A turquoise ring gleamed at me as I approached. Clutched between two of the three remaining fingers was the stub of a filter cigarette.
I got down on hands and knees. The music came from a cheap boom box under the table: a cassette unspooled itself through the little window. The boom box was equipped with auto-reverse. It could have been playing for hours.
Four-twenty.
“The fuck is that?” Henry said from the doorway.
“I think it’s Kool and the Gang,” I said. “Did you touch anything?”
“The thing on the table,” Henry said.
“Behold the hand of man,” I said, “and dreadful are its works. I asked you whether you touched anything.”
He was standing over the table looking down, his mouth screwed into a knot of muscle. “No.”
“Give me some newspaper.”
He grabbed a sheet from the bed and handed it to me, and I put it over the boom-box and picked the contraption up. Then I hauled it into the living room and opened the front door wide.

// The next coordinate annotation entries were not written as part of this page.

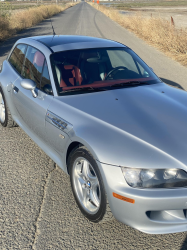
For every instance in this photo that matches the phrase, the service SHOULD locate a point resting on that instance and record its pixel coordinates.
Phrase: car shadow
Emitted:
(184, 245)
(171, 83)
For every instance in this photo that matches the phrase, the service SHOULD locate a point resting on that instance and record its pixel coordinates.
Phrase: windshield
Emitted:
(102, 68)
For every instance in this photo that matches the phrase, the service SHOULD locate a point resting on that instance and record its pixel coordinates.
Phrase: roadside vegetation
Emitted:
(14, 21)
(156, 31)
(139, 4)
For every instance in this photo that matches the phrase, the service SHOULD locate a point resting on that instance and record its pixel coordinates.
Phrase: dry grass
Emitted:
(10, 24)
(156, 31)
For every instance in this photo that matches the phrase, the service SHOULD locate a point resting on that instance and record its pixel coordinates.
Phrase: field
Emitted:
(139, 4)
(15, 17)
(158, 30)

“Get ready to leave,” I said. “We’re going to move fast.”
“I never been readier,” Henry said at the door.
I cranked the boom box up full and positioned it in the center of the door. Stepping over it, I ran across the courtyard and through the gate with Henry right behind me. Kool and the Gang bounced off the walls behind us.
Henry was silent all the way back to Hanks’s house. I dropped him at the gate, shepherded Alice down the hill to Sunset, and turned right. West, toward the freeway.